Each Party acknowledges, represents and warrants to the other that, except as expressly stated in this deed:

 

(a)it has not relied on any advice, statement, representation or conduct of any kind by or on behalf of the other Party in relation to any tax (including stamp duty) or accounting issues concerning this deed or any transactions effected under it and

 

(b)it has made its own determination as to the tax (including stamp duty) and accounting consequences and treatment of any transaction effected under this deed, including (without limitation) of any moneys paid or received or any property transferred or received in connection with any such transaction.

 

7.5Observance of procedures

 

Each of the Parties agrees that, in taking any action that may be required in accordance with this deed, it must observe strictly the procedures and timetable applied by the Listing Rules (if and to the extent applicable) and must observe strictly any agreement (oral or otherwise) as to the time for delivery or re delivery of any money, Borrowed Shares or Equivalent Borrowed Shares entered into in accordance with this deed.

 

8Conflict with constitution

 

If there is any conflict between any provision of this deed and the constitution of the Company as those provisions affect legal relations between the Parties, the provisions of this deed prevail.

 

9Goods and services tax

  

9.1Recovery of GST on supplies and adjustments under this deed

 

(a)All consideration provided under this deed is exclusive of GST, unless it is expressed to be GST-inclusive.

 

(b)Where a party (Supplier) makes a taxable supply to another party (Recipient) under or in connection with this deed, the Recipient must pay to the Supplier an additional amount equal to the GST payable on the supply (unless the consideration for that taxable supply is expressed to include GST).

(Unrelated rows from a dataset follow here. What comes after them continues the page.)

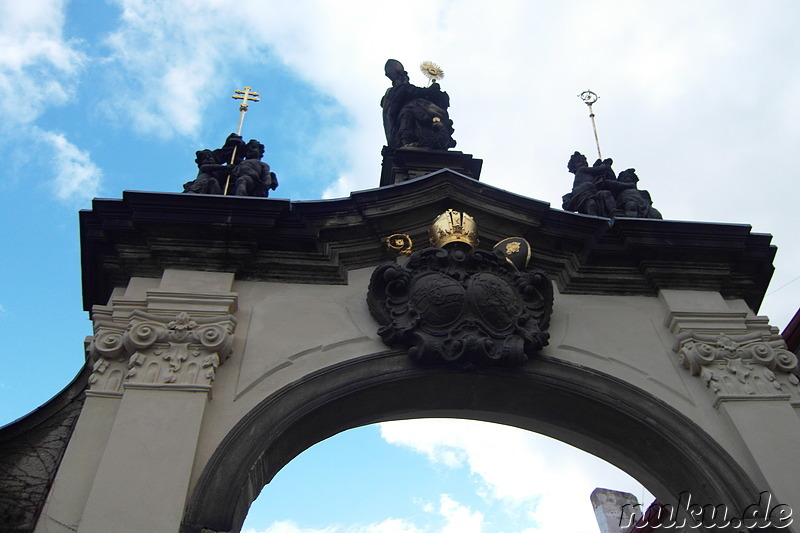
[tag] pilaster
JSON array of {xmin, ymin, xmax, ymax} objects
[
  {"xmin": 660, "ymin": 290, "xmax": 800, "ymax": 524},
  {"xmin": 78, "ymin": 270, "xmax": 237, "ymax": 533}
]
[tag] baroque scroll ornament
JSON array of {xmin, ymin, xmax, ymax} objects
[
  {"xmin": 89, "ymin": 310, "xmax": 236, "ymax": 385},
  {"xmin": 367, "ymin": 248, "xmax": 553, "ymax": 369},
  {"xmin": 674, "ymin": 331, "xmax": 800, "ymax": 396}
]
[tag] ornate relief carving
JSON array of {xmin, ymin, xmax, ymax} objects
[
  {"xmin": 673, "ymin": 331, "xmax": 800, "ymax": 401},
  {"xmin": 367, "ymin": 248, "xmax": 553, "ymax": 368},
  {"xmin": 89, "ymin": 310, "xmax": 236, "ymax": 391}
]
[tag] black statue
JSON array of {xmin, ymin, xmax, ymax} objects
[
  {"xmin": 183, "ymin": 150, "xmax": 227, "ymax": 194},
  {"xmin": 562, "ymin": 152, "xmax": 615, "ymax": 217},
  {"xmin": 381, "ymin": 59, "xmax": 456, "ymax": 150},
  {"xmin": 183, "ymin": 133, "xmax": 278, "ymax": 198},
  {"xmin": 606, "ymin": 168, "xmax": 661, "ymax": 220},
  {"xmin": 231, "ymin": 139, "xmax": 278, "ymax": 197},
  {"xmin": 562, "ymin": 152, "xmax": 661, "ymax": 219}
]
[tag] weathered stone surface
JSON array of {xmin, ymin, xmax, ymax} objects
[
  {"xmin": 81, "ymin": 170, "xmax": 775, "ymax": 310},
  {"xmin": 0, "ymin": 368, "xmax": 89, "ymax": 533}
]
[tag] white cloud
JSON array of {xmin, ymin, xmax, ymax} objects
[
  {"xmin": 242, "ymin": 518, "xmax": 423, "ymax": 533},
  {"xmin": 0, "ymin": 0, "xmax": 86, "ymax": 132},
  {"xmin": 380, "ymin": 419, "xmax": 650, "ymax": 533},
  {"xmin": 347, "ymin": 518, "xmax": 423, "ymax": 533},
  {"xmin": 41, "ymin": 132, "xmax": 102, "ymax": 204},
  {"xmin": 439, "ymin": 494, "xmax": 483, "ymax": 533},
  {"xmin": 242, "ymin": 520, "xmax": 338, "ymax": 533}
]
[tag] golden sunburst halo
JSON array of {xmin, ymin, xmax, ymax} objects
[{"xmin": 419, "ymin": 61, "xmax": 444, "ymax": 81}]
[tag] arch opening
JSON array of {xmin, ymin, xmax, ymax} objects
[
  {"xmin": 181, "ymin": 351, "xmax": 756, "ymax": 533},
  {"xmin": 242, "ymin": 418, "xmax": 652, "ymax": 533}
]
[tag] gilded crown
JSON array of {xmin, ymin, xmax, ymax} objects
[{"xmin": 428, "ymin": 209, "xmax": 478, "ymax": 248}]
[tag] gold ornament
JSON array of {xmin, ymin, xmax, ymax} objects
[{"xmin": 419, "ymin": 61, "xmax": 444, "ymax": 81}]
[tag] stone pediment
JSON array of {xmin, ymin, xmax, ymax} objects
[{"xmin": 80, "ymin": 169, "xmax": 776, "ymax": 310}]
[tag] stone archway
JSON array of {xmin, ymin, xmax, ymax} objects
[
  {"xmin": 9, "ymin": 179, "xmax": 800, "ymax": 533},
  {"xmin": 181, "ymin": 351, "xmax": 757, "ymax": 533}
]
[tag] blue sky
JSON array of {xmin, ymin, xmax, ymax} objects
[{"xmin": 0, "ymin": 0, "xmax": 800, "ymax": 533}]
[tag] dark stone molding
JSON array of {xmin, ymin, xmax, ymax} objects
[
  {"xmin": 80, "ymin": 169, "xmax": 776, "ymax": 310},
  {"xmin": 181, "ymin": 351, "xmax": 758, "ymax": 533},
  {"xmin": 381, "ymin": 146, "xmax": 483, "ymax": 187},
  {"xmin": 0, "ymin": 366, "xmax": 90, "ymax": 533}
]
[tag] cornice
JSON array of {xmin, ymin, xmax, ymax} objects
[{"xmin": 80, "ymin": 169, "xmax": 776, "ymax": 310}]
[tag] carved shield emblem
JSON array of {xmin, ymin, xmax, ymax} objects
[{"xmin": 367, "ymin": 248, "xmax": 553, "ymax": 369}]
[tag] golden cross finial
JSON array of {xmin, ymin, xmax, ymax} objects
[
  {"xmin": 222, "ymin": 85, "xmax": 261, "ymax": 195},
  {"xmin": 231, "ymin": 85, "xmax": 261, "ymax": 135},
  {"xmin": 578, "ymin": 91, "xmax": 603, "ymax": 159}
]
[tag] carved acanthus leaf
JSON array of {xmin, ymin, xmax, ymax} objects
[
  {"xmin": 89, "ymin": 310, "xmax": 236, "ymax": 389},
  {"xmin": 674, "ymin": 331, "xmax": 800, "ymax": 396}
]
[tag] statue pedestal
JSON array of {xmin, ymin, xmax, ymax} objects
[{"xmin": 380, "ymin": 146, "xmax": 483, "ymax": 187}]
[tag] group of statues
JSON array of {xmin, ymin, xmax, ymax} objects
[
  {"xmin": 183, "ymin": 59, "xmax": 661, "ymax": 219},
  {"xmin": 183, "ymin": 133, "xmax": 278, "ymax": 198},
  {"xmin": 562, "ymin": 152, "xmax": 661, "ymax": 219},
  {"xmin": 381, "ymin": 59, "xmax": 456, "ymax": 150}
]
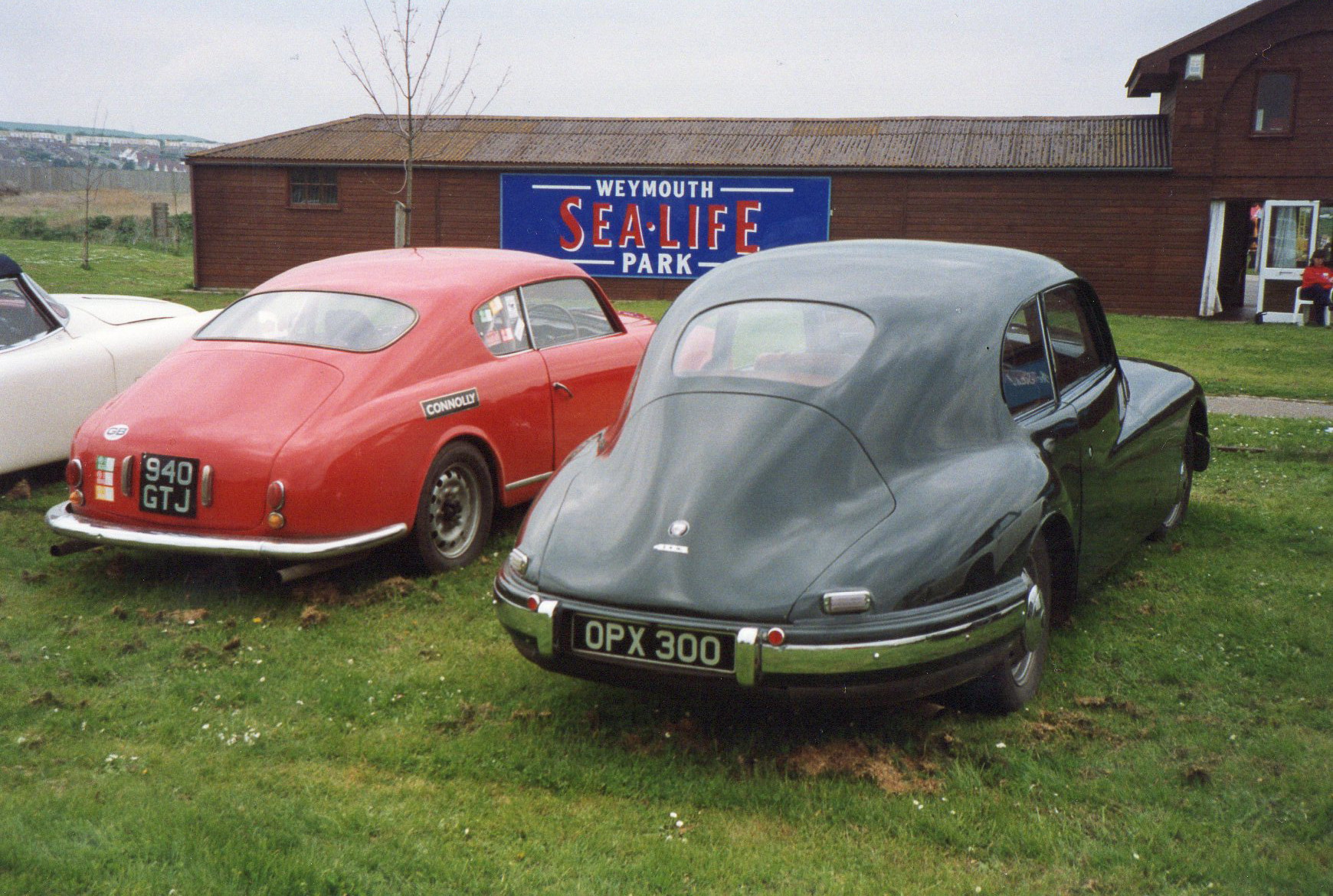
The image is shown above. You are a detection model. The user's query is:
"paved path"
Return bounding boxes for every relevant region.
[1207,394,1333,420]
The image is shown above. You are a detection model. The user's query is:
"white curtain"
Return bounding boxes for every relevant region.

The additional amount must be paid by the Recipient at the later of the following:

 

(i)The date when any consideration for the taxable supply is first paid or provided.

 

(ii)The date when the Supplier issues a tax invoice to the Recipient.

 

(c)If, under or in connection with this deed, the Supplier has an adjustment for a supply under the GST law which varies the amount of GST payable by the Supplier, the Supplier will adjust the amount payable by the Recipient to take account of the varied GST amount. The Supplier must issue an adjustment note to the Recipient within 28 days of becoming aware of the adjustment.

 

9.2Other GST matters

 

(a)If a party is entitled to be reimbursed or indemnified under this deed, the amount to be reimbursed or indemnified is reduced by the amount of GST for which there is an entitlement to claim an input tax credit on an acquisition associated with the reimbursement or indemnity. The reduction is to be made before any increase under clause 9.1(b). An entity is assumed to be entitled to a full input tax credit on an acquisition associated with the reimbursement or indemnity unless it demonstrates otherwise before the date the reimbursement or indemnity is made.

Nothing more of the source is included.